What keeps CDZA interesting is that no two videos have been of the same kind to date. Each performance has been a unique experiment in creativity and musical craftsmanship infused with a liberal dash of humor. (eg: NYC Phoneharmonic – A wondrous orchestral medley of the iconic ringtones belonging to cell phone companies, History of Lyrics that aren’t lyrics – that takes us through 46 years of musical history through 20 songs with no lyrics!, Zuckerberg – the Musical etc)

Their latest performance – The Human Jukebox, Opus No. 9 –  was an experiment that stood out to me for a very interesting reason: the idea of giving ‘power’ to the consumer and watch them bask in sheer delight. See their performance here:

While I salute the sheer musical genius of the artists, what appeals to me in this experiment is what it successfully brings to life –  an enterprise that enables customers to have a degree of influence over the outcome. Result: consumers themselves become the owners of the experience!

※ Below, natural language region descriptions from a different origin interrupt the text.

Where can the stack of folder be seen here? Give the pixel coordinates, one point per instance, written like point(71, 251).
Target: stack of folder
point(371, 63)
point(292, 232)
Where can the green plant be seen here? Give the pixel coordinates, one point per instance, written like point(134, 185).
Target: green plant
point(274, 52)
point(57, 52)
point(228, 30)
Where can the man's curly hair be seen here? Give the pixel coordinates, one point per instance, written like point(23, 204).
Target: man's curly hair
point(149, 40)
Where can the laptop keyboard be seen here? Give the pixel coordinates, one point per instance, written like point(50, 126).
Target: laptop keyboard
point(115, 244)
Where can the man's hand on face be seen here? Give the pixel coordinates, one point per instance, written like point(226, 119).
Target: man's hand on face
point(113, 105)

The story can only go oneway in such circumstance – consumer delight and advocacy – every marketer’s wet dream. Let’s see another example.

Every Beer brand loves to own the Happy Hour. But how do you do it? Especially when you are a new entrant in a market with the incumbent being present for over a 100 years? Recently, Budweiser saw itself in this position in Ecuador. So what did it do? It installed a Budclock: 

This ‘ambient execution’ brilliantly brought to life the idea of “Happy hours never end with a Bud”, while empowering its consumers to stretch the Happy Hours by over 6000 minutes and thereby touched more than 50,000 people (and counting) with a phenomenal increase in sales. (source)

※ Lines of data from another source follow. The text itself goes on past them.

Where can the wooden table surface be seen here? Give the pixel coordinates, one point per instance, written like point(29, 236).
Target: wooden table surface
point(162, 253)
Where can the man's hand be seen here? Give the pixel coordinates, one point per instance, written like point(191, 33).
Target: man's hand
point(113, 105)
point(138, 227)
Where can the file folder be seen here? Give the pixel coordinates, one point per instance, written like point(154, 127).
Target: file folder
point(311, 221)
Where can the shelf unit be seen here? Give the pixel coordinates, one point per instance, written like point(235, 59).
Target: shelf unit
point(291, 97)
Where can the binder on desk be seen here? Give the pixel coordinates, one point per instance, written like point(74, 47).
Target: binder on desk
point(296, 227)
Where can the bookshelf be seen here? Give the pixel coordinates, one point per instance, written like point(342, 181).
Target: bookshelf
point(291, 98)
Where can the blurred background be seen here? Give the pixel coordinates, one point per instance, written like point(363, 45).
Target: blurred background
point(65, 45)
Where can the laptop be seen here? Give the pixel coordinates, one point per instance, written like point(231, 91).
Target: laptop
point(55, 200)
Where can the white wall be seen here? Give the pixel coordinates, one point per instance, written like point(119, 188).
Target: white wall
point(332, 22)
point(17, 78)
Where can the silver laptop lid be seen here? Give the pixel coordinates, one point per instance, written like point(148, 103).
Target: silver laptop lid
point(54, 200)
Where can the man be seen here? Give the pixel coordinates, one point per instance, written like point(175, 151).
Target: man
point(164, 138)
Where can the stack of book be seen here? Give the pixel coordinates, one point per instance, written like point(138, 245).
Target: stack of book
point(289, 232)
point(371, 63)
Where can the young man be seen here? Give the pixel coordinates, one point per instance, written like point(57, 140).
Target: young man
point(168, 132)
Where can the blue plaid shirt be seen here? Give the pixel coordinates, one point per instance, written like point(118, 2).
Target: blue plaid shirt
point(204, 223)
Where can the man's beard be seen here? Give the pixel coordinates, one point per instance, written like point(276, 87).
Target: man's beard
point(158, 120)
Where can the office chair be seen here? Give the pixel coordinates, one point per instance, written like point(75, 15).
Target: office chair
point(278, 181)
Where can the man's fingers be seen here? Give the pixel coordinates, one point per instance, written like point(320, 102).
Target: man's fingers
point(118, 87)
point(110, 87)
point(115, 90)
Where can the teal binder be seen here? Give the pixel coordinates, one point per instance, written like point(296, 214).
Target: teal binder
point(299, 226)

What again stood out for me here was the sheer delight – that ‘aha’ moment – a consumer is gifted with, each time they realize that they are able to add another minute to the Happy Hour. Result: The consumer owns the Happy Hour (not the pub). Thanks to Bud!

In each of these examples, what stands out is the magic that unfolds when the consumer realizes that she has a degree of influence over the outcome. As a result, she almost begins to own the (branded) experience and once that happens the story can only have one ending – Consumer Delight and Brand Advocacy.  

Do you know of any other examples that brings this to life?